Bereits in den großen Pausen wälzten wir auf dem Schulhof mächtige Themen: Zeit, Liebe und Heimat. Das ganze Programm. Schwerer Stoff für eine leichtlebige Jugend. Am Nachmittag setzten wir unseren Dialog oft vor der Imbissstube fort. Daneben befand sich die Kaufhalle. Davor gab es einen Findling aus uralten Eiszeiten, etliche Tonnen schwer, mit dem sie in dieser Stadt der Zukunft scheinbar nichts anzufangen wussten. Darauf thronten wir und warteten auf jemanden, den wir kannten. Meist kam niemand vorbei. Dann redeten wir einfach weiter. Denn wir fanden immer ein Thema, und auch genug Worte. (Dafür hätte man uns in einem früheren Zeitalter aus einer Stummfilm-Landschaft wie Mecklenburg möglicherweise verbannt.) Jetzt sprachen wir darüber, was uns möglicherweise am meisten beeinflusst, (für die Jugend bedeutet dies meist bedrängt oder nervt). Oder davon, was für uns besonders wichtig wäre. So landeten wir gedanklich wieder da, wo wir heute Morgen aufgehört hatten.
"Zeit!", sagte ich.
"Wie?", fragte Malte.
"Das weiß ich gerade nicht", sagte ich. Das war keinesfalls gelogen.
"Vielleicht weil sie weniger wird?", fragte Malte nun.

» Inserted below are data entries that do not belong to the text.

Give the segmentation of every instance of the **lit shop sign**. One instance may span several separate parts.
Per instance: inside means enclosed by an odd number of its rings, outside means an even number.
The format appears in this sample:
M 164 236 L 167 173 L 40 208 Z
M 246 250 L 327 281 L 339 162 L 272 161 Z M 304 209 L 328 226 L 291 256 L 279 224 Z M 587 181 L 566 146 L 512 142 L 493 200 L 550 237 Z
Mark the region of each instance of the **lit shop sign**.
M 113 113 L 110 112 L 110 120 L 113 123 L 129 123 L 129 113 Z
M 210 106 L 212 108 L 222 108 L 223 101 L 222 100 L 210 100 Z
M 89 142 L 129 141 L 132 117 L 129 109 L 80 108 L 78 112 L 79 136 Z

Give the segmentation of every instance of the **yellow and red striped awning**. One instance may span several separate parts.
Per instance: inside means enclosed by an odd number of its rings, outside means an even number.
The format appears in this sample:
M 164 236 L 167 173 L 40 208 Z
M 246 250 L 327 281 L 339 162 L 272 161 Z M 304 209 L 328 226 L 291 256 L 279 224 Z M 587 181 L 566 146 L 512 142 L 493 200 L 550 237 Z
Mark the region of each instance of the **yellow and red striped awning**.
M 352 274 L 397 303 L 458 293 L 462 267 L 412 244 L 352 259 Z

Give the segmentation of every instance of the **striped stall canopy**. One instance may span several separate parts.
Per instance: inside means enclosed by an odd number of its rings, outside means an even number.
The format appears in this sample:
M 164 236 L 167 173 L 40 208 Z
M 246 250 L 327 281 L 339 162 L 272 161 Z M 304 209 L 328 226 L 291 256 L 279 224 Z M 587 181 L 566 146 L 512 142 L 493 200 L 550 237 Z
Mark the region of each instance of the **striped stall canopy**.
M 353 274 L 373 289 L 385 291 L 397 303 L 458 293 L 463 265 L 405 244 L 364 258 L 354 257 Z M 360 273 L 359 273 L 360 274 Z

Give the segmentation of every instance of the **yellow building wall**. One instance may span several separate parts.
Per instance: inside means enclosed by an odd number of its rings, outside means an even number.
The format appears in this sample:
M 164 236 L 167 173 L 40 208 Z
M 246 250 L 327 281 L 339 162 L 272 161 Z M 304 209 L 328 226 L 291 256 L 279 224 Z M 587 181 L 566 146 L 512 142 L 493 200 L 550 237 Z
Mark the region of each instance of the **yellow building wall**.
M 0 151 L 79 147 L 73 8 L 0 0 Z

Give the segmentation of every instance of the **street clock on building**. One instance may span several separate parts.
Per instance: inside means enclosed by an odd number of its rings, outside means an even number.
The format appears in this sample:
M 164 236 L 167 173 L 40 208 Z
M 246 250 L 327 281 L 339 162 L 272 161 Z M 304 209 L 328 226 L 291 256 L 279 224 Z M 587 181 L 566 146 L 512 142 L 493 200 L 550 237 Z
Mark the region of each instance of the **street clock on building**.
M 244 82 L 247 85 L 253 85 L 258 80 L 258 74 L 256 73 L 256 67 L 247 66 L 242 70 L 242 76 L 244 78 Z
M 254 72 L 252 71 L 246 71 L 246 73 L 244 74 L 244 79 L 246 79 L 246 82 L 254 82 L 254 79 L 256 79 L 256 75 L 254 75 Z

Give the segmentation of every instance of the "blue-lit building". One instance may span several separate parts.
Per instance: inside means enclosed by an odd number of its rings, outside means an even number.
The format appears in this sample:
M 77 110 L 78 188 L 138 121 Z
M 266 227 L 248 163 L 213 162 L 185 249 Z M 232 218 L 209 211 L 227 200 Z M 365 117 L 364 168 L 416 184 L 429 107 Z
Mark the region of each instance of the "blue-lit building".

"Sie wird nicht weniger. Das ist nun absoluter Quatsch. Wir werden nur älter", sagte ich.
"Du nu wieder!", Malte winkte ab.
Wir brauchten was anderes.
"Was ist mit der Liebe?", fragte ich.
"Frag doch Claire!", antwortete Malte.
"Ich frag aber dich!", sagte ich darauf.
„Ich frag aber dich!“, äffte mich Malte erst nach, ehe er sagte:
"Ich weiß es nicht."
In Momenten wie diesen dachte ich: Freundschaft ist beständiger als Liebe. Allerdings behielt ich meine kleine Weisheit für mich. Außerdem hätte ich sie nicht beweisen können. Also schwiegen wir, leicht konsterniert voneinander, und kapitulierten bis auf Weiteres vor den allzu großen Themen; oder, halt, doch noch nicht ganz.